It is required that the IC card 30 be of a type that matches the type of the IC card reader 19. If the IC card reader 19 is of a contact type, the IC card 30 must be a contact-enabled one; if the IC card reader 19 is of a contactless type, the IC card 30 must be a contactless-enabled one. If the IC card reader 19 is of a dual interface type, the IC card 30 may be any of a contact-enabled one, a contactless-enabled one, or a dual interface support one that can be read by the IC card reader 19 having both contact and contactless reading functions.
The user signature portion 20 has a function of creating a digital signature to image data by encrypting a message digest with a user secret key and a function of decrypting the encrypted data. Hereinafter, digital signatures created by the user signature portion 20 will be referred to as “user signatures”. To be precise, the user signature portion 20 makes the IC card 30, which stores a user secret key, perform computational processing to create a user signature and decrypt the encrypted data. That is because the user secret key must be protected from leaking out of the IC card 30 for a security perspective.
The user authentication portion 21 reads authentication information such as user identification information recorded on the IC card 30, then judges whether or not it is an authenticated user by comparing it to authentication information input by the user.
The user signature portion 20 and the user authentication portion 21 may be configured as functions of the CPU 11.
When the user gives a job that involves an IC card process, the image processing apparatus 1 starts controlling screens on the display 171 of the operation panel 17, which will be described in detail below. Here, an IC card process is a process that uses a secret key recorded on the IC card 30, and it involves a user signature process and decrypting.

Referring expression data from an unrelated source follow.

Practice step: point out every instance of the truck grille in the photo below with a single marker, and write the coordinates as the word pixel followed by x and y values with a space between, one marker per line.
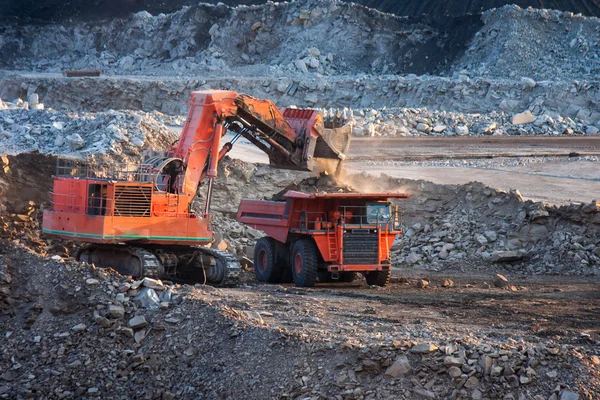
pixel 361 247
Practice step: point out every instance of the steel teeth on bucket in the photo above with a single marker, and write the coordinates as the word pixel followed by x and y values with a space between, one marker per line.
pixel 335 118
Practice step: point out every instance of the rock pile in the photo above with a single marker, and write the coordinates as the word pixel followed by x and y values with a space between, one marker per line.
pixel 476 225
pixel 423 122
pixel 540 44
pixel 220 39
pixel 122 135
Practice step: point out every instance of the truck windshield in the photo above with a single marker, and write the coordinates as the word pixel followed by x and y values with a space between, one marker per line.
pixel 378 212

The job that involves an IC card process can be any of the following jobs, for example: a scan job that reads a document by the scanner 14, converts it to a PDF file, and performs a PDF signature process that is a process of digitally signing a PDF file; a transmission job that performs a signature transmission process that is a process of transmitting a signature by secure/multipurpose internet mail extensions (S/MIME) that is a common standard related to encapsulated e-mail encryption technology using a public key and encapsulated e-mail digital signature technology; and a print job that decrypts encrypted print data and performs printing.
To log on, the user inputs authentication information to the image processing apparatus 1. The user authentication portion 21 performs user authentication by comparing the authentication information input by the user to the authentication information recorded on the IC card 30. Upon successful completion of user authentication, the user is allowed to log on.

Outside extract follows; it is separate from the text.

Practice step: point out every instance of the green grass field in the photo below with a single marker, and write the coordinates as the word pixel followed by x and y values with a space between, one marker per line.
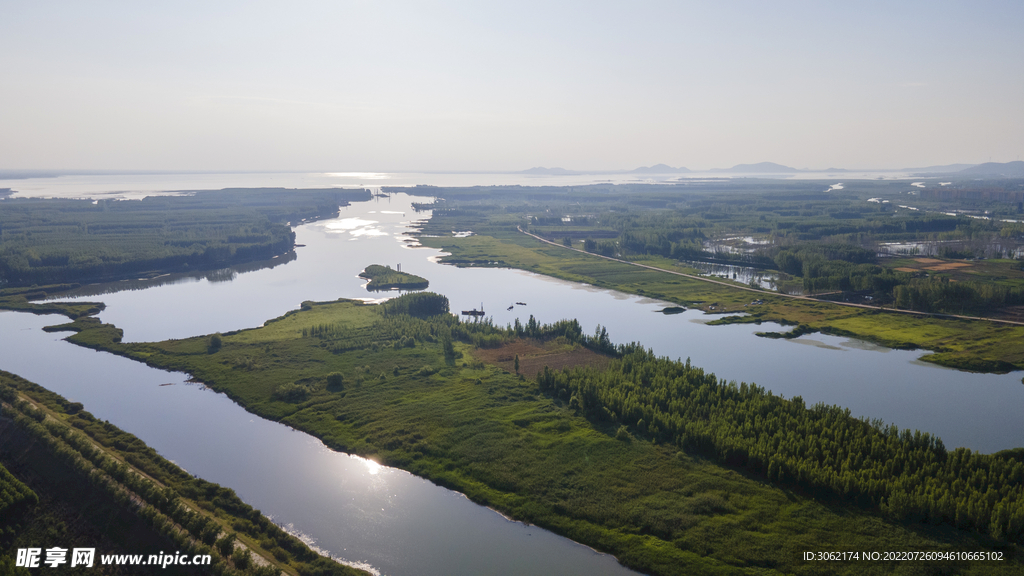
pixel 495 437
pixel 978 345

After the user gives a job, the CPU 11 of the image processing apparatus 1 estimates the number of IC card processes to be performed to complete the job, using a secret key recorded on the IC card 30.
The CPU 11 estimates the number of IC card processes to be performed simply using a function to be run by the job. However, when the user gives a scan job that reads a document by the scanner 14, splits the scan data by pages, converts each page of data to a PDF file, and performs a PDF signature process on each PDF file, the scanner 14 need to repeatedly perform reading and a PDF signature process in a parallel manner. In this case, the CPU 11 may alternatively estimate the number of pages, which is equal to the number of IC card processes to be performed, with reference to information of the document loaded on the scanner 14 i.e. the number of sheets of the document.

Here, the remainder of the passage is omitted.